In tandem with the rise of populist parties in Europe, they've capitalised on a discontent with mainstream politics, perceived spin and sound bite. In the last elections, the Alternative refused to directly persuade the electorate to vote for them, instead encouraging them to vote on their convictions.

“We are critical of the neoliberal doctrine from Thatcher and Reagan and growing inequality," explains Elbæk. "But I believe deeply in human potential and creating a more entrepreneurial, creative society based on progressive values".

The party decides its policies in what they call "political laboratories" where members and non-members are invited to share, hone, and develop policy ideas. The party is in many respects what it says on the tin. Despite flinching away from left and right political categories, they are staunchly pro-environment and pro-immigration.

"A lot of progressives do a lot of good things in the grassroots, but the reality is that few want to go into the big party machines." The Alternative has been a huge grassroots built campaign, attracting exactly those types of voters. It has gained over 6,000 members in its first two years, a remarkable feat as membership across Danish political parties steadily declines.

The party appeals to a desire, more prominent on the left of the Danish electorate, for a straight-talking, green party not overtly party political but reminiscent of conventionally Scandinavian values of tolerance and consensus. It is hawkish about whether socialist-inspired thinking is condusive to modern challenges, but similarly it believes in harnessing public support directly. They are a growing albeit slightly hippy and unconventional vehicle for political expression.

The migrant crisis has exposed chasms in Danish politics. Controversial proposals to advertise anti-refugee adverts, by integration minister Inger Støjberg, have sparked widespread concern. From across politics and from business, there has been a steady reel of expressed concern that Denmark risks creating a perception of intolerance to foreigners.

A private Danish group called People Reaching Out, published adverts in the same four Lebanese newspapers that ran the anti-refugee ads. Crowdfunding over £16,000, they replicated the original ads writing, "sorry for the hostility towards refugees expressed here. From people's to people's we wish to express our compassion and sympathy to anyone fleeing war and despair".

Michala Bendixen, who heads the campaign group, Refugee's Welcome, wrote an op-ed in The Daily Star, one of the Lebanese papers which carried the ad. She stated that, "the adverts give a completely distorted picture of the situation", clarifying that the Danish asylum process was amongst the fastest in Europe.

Støjberg's reforms to immigration and almost 50 per cent cuts to refugee benefits have made her a controversial figure but despite much criticism, topped a recent poll of ministers in the current government that voters felt were doing well. Largely on the back of a hardline position on immigration, the Danish People's Party won 21 per cent of the popular vote in this year's elections. Similarly to many countries across Europe, the migrant crisis has been emotive and polarising. On that divide, the Alternative has been categorical.

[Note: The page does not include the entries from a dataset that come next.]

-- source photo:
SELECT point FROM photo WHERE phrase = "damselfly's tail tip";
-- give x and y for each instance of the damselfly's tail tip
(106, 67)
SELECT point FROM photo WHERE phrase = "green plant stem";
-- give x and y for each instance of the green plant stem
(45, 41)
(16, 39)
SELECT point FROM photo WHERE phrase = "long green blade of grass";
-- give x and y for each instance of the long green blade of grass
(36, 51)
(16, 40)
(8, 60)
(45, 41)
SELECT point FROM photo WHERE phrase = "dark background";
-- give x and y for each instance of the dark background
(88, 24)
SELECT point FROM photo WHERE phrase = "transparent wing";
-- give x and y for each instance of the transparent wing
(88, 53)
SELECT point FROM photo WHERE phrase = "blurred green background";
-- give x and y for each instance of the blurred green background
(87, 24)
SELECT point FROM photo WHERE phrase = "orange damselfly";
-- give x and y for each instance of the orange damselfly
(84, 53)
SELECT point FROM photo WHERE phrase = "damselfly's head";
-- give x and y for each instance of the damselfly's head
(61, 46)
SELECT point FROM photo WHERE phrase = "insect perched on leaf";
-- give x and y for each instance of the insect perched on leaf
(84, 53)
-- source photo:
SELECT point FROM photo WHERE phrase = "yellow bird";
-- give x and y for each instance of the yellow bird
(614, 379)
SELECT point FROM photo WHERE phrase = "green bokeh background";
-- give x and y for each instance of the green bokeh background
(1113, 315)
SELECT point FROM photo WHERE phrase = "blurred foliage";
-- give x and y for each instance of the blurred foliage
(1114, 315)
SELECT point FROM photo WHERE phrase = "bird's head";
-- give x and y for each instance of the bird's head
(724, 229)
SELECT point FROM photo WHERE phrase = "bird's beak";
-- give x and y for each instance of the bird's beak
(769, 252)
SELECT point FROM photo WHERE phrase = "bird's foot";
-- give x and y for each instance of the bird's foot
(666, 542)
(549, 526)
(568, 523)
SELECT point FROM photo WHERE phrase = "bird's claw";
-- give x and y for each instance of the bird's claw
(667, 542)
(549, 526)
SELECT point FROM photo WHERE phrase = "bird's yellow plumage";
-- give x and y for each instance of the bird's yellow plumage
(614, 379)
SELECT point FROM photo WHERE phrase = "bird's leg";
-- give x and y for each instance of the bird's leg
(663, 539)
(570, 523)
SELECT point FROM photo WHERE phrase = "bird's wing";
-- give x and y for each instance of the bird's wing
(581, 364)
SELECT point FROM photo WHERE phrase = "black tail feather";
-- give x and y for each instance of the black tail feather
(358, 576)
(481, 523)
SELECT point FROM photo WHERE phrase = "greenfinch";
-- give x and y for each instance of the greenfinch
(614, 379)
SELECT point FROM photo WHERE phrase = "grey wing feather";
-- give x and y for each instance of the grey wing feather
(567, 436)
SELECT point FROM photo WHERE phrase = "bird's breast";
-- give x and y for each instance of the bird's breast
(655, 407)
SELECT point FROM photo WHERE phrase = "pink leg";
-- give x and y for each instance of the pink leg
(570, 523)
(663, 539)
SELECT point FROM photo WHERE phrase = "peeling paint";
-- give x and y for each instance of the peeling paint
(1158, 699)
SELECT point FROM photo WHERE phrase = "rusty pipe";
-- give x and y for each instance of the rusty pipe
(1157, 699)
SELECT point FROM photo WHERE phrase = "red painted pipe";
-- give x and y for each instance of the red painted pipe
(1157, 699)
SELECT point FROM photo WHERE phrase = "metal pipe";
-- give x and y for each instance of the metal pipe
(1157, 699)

"In Denmark there is one thing happening in politics and another in the streets," says Elbæk. "There is a disgraceful lack of empathy from politicians but the reaction from the Danish people has been really touching. Suddenly we were seeing hundreds of refugees on our motorways, and it came as a reality shock to the Danish people. But they responded to it by offering shelter, food, water, and blankets."

Denmark's new government is hardening its position on immigrants and refugees. The split reaction reflects a more polarised terrain. There is a debate about what Denmark's values really are, and whether the migrant crisis betrays or protects them. Within it, the Alternative, partly motley, but with a non-trivial and rising electoral appeal, are an increasingly influential voice.